En la feria del libro, en una de las clásicas mesas redondas a sala llena, organizadas por Ediciones de la Flor, desde el público levanté la mano (tenía 10 años) y le pregunté qué era Clemente para él.

–Un hijo, como el que hace la pregunta– respondió.
La explosión de Clemente en el mundial del 78, la llegada de Clemente a la tele, a Carozo y Narizota entrevistando a mi viejo en casa y todo el barrio en la puerta… El merchandising de Clemente era infinito: había desde cepillos de dientes hasta zapatillas, pasando por agendas, chocolatines, pastillas, pistolas de agua, cartucheras… En los cines se sorteaban muñecos gigantes del Negro de Camerún, y el cuartito de herramientas del fondo de casa estaba lleno de cajas de aceitunas que le habían regalado… Todo el mundo le pedía un Clemente (lo siguen haciendo) y no había un negocio en el barrio que no tuviera uno colgado en la pared.


Los años pasaron y yo me convertí en un colega de mi padre. Al principio tenía mi mesa de dibujo a metros de la suya. Aprendí mucho viendo cómo laburaba, observando cuidadosamente sus libros, estudiando los mecanismos, charlando con él, atendiendo sus consejos.


También los de sus amigos dibujantes: Quino, los negros Fontanarrosa y Crist, Bróccoli, Tabaré, Maicas, Garaycochea, Ferro… Cada uno con su estilo, su forma de expresarse, de contar. Me prestaba libros de Steimberg, de Sempé, de Oski, de Steadman, de Copi, de Kalondi… muchos todavía los conservo. Oscar Wilde decía que en el arte todos somos hijos de alguien. En mi caso particular, lo soy doblemente.


Ya no tengo la mesa de dibujo a metros de la suya, pero seguimos intercambiando dibujos, conversando sobre técnicas, ideas y proyectos, con idéntico entusiasmo. Creo que él –junto con otros dibujantes– allanó muchos caminos para los de mi generación. Nos enseñó que el oficio del humor gráfico puede ser más que hacer dibujos que muevan a la risa.
Y que se puede hacer desde lo que uno es, desde lo que uno piensa y siente; humor de autor.
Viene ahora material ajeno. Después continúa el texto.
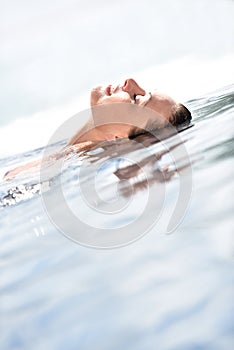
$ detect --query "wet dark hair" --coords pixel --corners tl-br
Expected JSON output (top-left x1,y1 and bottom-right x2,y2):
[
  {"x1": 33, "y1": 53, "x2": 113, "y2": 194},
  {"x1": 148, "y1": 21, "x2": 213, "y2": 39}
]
[
  {"x1": 171, "y1": 103, "x2": 192, "y2": 126},
  {"x1": 128, "y1": 103, "x2": 192, "y2": 139}
]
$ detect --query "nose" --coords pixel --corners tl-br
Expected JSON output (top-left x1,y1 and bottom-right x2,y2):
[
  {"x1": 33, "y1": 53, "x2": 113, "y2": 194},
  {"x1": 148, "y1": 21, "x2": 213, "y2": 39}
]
[{"x1": 122, "y1": 78, "x2": 146, "y2": 99}]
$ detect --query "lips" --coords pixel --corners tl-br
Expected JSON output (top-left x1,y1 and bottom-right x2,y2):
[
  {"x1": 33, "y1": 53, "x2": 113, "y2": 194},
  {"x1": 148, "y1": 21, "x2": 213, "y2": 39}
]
[{"x1": 105, "y1": 85, "x2": 112, "y2": 96}]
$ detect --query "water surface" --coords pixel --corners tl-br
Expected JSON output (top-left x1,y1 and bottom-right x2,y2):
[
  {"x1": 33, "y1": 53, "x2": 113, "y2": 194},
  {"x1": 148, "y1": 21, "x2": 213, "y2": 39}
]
[{"x1": 0, "y1": 84, "x2": 234, "y2": 349}]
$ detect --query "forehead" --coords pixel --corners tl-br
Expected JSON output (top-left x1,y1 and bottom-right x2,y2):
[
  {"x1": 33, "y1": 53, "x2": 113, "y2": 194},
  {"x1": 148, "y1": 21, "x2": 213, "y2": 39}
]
[
  {"x1": 149, "y1": 90, "x2": 177, "y2": 112},
  {"x1": 145, "y1": 89, "x2": 177, "y2": 120},
  {"x1": 151, "y1": 89, "x2": 176, "y2": 104}
]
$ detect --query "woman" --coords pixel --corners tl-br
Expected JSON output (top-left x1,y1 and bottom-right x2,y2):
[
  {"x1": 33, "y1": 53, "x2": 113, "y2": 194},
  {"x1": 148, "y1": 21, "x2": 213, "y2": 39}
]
[
  {"x1": 4, "y1": 78, "x2": 192, "y2": 180},
  {"x1": 68, "y1": 78, "x2": 192, "y2": 144}
]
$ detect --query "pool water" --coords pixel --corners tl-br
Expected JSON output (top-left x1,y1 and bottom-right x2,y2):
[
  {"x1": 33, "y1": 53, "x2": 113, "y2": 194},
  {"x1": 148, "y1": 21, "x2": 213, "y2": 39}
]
[{"x1": 0, "y1": 84, "x2": 234, "y2": 349}]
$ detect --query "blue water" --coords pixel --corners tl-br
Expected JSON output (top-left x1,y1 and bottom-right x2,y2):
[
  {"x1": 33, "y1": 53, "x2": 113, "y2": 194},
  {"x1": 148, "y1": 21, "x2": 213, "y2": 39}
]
[{"x1": 0, "y1": 84, "x2": 234, "y2": 349}]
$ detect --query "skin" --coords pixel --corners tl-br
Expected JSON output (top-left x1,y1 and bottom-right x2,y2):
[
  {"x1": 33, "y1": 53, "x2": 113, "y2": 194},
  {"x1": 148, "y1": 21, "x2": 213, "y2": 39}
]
[
  {"x1": 68, "y1": 78, "x2": 178, "y2": 145},
  {"x1": 4, "y1": 78, "x2": 178, "y2": 180},
  {"x1": 90, "y1": 78, "x2": 176, "y2": 116}
]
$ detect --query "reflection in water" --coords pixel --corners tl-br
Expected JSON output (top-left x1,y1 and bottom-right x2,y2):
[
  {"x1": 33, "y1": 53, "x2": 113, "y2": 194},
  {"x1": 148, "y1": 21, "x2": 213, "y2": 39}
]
[
  {"x1": 113, "y1": 139, "x2": 191, "y2": 198},
  {"x1": 0, "y1": 124, "x2": 194, "y2": 208}
]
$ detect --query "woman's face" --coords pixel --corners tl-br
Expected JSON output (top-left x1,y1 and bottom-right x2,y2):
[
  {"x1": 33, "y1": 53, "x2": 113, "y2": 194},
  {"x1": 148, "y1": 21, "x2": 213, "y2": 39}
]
[
  {"x1": 90, "y1": 78, "x2": 146, "y2": 105},
  {"x1": 90, "y1": 78, "x2": 177, "y2": 124}
]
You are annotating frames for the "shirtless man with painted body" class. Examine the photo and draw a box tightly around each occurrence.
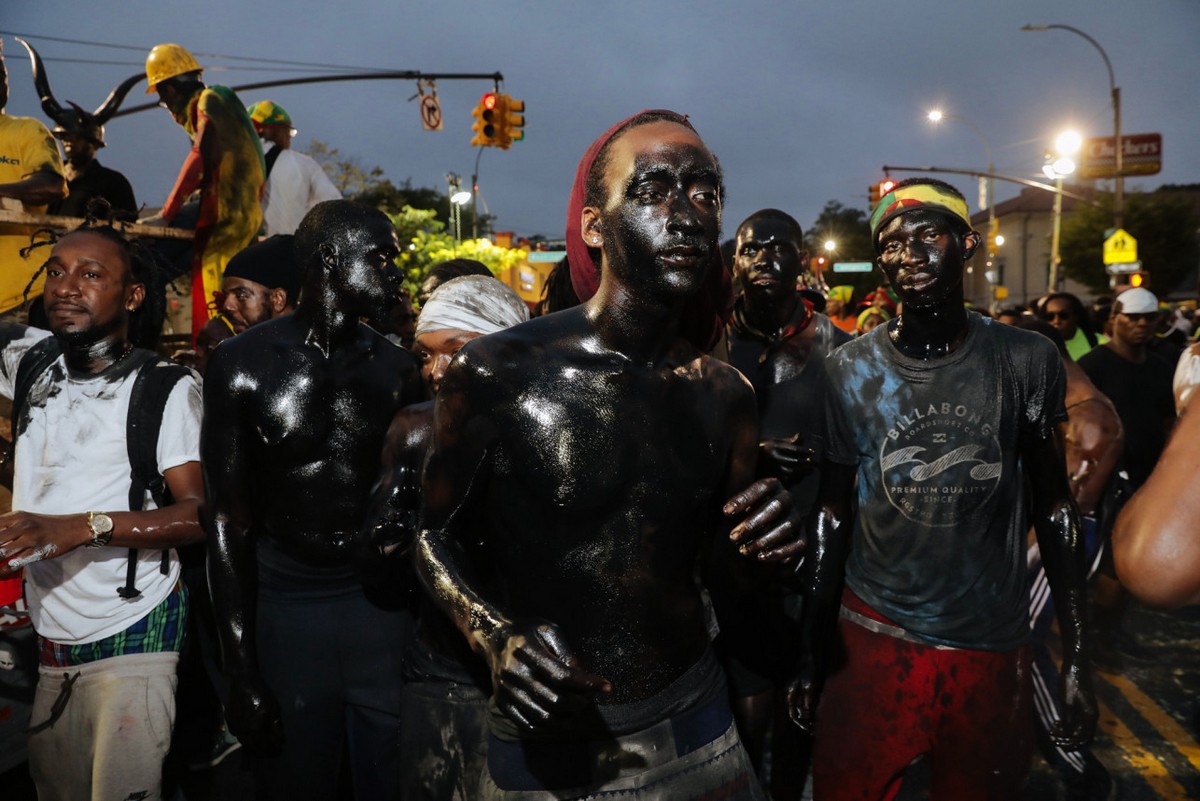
[415,111,800,799]
[203,200,422,800]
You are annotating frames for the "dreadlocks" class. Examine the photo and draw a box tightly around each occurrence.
[19,198,170,350]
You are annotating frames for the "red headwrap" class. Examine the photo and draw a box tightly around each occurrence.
[565,110,733,353]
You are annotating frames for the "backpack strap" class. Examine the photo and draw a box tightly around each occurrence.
[118,352,193,600]
[9,335,64,451]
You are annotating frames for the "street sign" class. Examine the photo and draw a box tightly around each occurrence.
[419,94,443,131]
[832,262,874,273]
[1103,229,1138,265]
[1105,260,1143,275]
[1080,133,1162,179]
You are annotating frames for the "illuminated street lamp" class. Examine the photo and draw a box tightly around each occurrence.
[1043,129,1081,290]
[446,172,470,243]
[1022,24,1123,229]
[824,239,837,253]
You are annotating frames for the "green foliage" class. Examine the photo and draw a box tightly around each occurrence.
[305,139,527,301]
[804,200,882,301]
[389,210,527,299]
[1060,189,1200,296]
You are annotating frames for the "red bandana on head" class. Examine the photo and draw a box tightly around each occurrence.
[565,110,733,353]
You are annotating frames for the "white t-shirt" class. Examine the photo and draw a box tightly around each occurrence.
[0,327,202,644]
[261,146,343,236]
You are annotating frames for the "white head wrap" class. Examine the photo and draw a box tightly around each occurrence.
[415,275,530,339]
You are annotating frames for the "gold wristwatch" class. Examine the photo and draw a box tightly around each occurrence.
[86,512,114,548]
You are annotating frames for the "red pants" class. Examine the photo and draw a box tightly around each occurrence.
[812,591,1033,801]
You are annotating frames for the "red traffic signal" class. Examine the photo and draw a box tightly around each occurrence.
[471,92,501,147]
[868,179,897,208]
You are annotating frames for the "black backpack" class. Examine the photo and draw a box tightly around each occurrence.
[9,336,193,599]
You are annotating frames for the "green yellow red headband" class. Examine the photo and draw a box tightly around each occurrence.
[870,182,972,240]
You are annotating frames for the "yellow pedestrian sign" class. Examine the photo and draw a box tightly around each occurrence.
[1103,229,1138,265]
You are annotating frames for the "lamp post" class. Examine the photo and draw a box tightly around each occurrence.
[1021,24,1122,229]
[1043,130,1081,291]
[445,172,471,244]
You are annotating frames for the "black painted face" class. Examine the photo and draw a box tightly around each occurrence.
[336,216,403,321]
[734,217,804,304]
[596,121,721,301]
[876,209,975,312]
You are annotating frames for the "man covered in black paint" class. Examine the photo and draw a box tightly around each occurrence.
[415,110,802,799]
[721,209,850,794]
[202,200,422,800]
[790,178,1096,801]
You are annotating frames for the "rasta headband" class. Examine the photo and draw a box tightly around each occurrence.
[870,182,972,241]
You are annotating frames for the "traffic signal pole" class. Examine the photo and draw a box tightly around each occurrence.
[111,70,506,118]
[880,165,1102,207]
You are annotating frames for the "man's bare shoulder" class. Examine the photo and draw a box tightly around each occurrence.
[451,308,591,375]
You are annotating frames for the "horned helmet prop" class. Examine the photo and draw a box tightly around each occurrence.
[17,37,143,148]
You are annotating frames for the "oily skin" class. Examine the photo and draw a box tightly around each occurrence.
[413,328,482,395]
[789,206,1097,753]
[730,214,819,483]
[0,231,203,575]
[415,121,803,733]
[202,204,422,751]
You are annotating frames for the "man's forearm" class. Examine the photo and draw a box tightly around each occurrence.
[208,522,260,678]
[1035,501,1089,660]
[414,529,512,658]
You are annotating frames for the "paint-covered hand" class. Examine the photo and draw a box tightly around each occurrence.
[785,661,821,734]
[227,673,284,754]
[368,463,422,559]
[758,434,815,483]
[0,511,90,575]
[724,478,805,563]
[1050,656,1097,749]
[484,619,611,732]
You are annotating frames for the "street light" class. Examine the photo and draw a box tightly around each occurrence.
[446,172,469,243]
[1021,24,1123,229]
[926,108,995,220]
[824,240,837,253]
[1043,129,1081,290]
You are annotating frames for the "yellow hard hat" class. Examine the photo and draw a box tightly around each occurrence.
[145,43,202,94]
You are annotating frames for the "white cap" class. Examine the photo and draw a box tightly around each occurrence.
[1115,287,1158,314]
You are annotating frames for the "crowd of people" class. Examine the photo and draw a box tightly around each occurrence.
[1,37,1197,801]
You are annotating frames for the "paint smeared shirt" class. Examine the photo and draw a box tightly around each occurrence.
[823,313,1067,650]
[0,325,203,644]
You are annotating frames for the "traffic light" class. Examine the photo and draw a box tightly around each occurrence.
[869,179,896,210]
[470,92,500,147]
[1129,272,1149,289]
[503,95,525,145]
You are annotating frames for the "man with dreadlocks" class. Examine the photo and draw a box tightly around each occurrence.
[141,43,264,338]
[0,203,204,801]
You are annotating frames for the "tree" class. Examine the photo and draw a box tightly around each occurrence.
[387,208,527,299]
[308,139,481,234]
[1060,188,1200,296]
[805,200,881,302]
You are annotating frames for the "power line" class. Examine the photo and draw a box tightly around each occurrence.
[0,30,394,72]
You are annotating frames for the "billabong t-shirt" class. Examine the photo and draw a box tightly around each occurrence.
[823,313,1066,650]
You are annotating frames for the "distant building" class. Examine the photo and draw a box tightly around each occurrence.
[965,184,1096,306]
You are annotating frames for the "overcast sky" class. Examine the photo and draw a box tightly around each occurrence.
[4,1,1198,243]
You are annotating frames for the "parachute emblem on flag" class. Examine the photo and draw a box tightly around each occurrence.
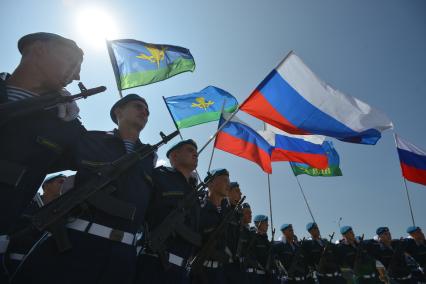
[136,46,166,68]
[191,97,215,111]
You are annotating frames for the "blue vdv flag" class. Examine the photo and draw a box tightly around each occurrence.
[164,86,238,129]
[107,39,195,90]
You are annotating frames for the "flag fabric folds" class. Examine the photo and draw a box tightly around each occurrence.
[215,113,273,173]
[258,124,328,169]
[107,39,195,90]
[395,135,426,186]
[290,141,343,177]
[240,51,393,145]
[164,86,238,129]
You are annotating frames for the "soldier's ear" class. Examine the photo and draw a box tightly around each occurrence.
[114,107,122,122]
[22,40,44,58]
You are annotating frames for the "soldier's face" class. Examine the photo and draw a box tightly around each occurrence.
[411,230,425,241]
[43,177,65,201]
[242,208,252,225]
[258,221,268,234]
[174,144,198,170]
[228,186,242,205]
[38,42,83,91]
[310,227,320,238]
[116,101,149,130]
[344,230,355,242]
[284,227,294,240]
[210,175,230,197]
[379,231,391,242]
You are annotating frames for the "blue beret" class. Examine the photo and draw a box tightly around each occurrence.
[376,227,389,236]
[43,174,66,185]
[306,222,318,232]
[340,226,352,235]
[166,139,197,158]
[204,168,229,183]
[242,202,251,209]
[229,182,239,190]
[280,223,292,231]
[110,94,148,124]
[407,226,421,234]
[18,32,83,55]
[254,215,268,223]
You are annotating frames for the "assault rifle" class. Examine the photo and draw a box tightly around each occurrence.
[237,223,261,270]
[30,130,179,251]
[287,238,308,277]
[145,174,216,267]
[189,196,246,272]
[0,82,106,125]
[318,232,340,273]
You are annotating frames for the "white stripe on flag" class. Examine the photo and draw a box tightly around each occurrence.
[276,51,393,133]
[396,135,426,156]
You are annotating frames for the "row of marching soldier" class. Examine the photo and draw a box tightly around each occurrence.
[0,32,425,284]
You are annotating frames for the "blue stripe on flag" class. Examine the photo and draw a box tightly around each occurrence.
[258,70,381,144]
[397,148,426,171]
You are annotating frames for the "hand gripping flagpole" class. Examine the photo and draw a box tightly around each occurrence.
[392,132,416,226]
Mi opinión sobre mi viejo como dibujante, como artista, puede que no sea del todo objetiva. Pero creo no exagerar si digo que es uno de los grandes de la historia del humor gráfico de nuestro país. No sólo por su evidente capacidad para el dibujo y para generar humor, sino porque supo desde el principio conectarse con la gente, con el pueblo. Expresarse y, a la vez, expresar un sentimiento colectivo, lograr –con total naturalidad– que nos sintamos identificados con sus dibujos.


Su laburo tiene el pulso de la actualidad, de la que está en la superficie y de la otra: la más profunda, la celeste diría Marechal. En pocas palabras, creo que consiguió lo que está reservado a unos pocos: ser un artista popular, un artista querido por la gente.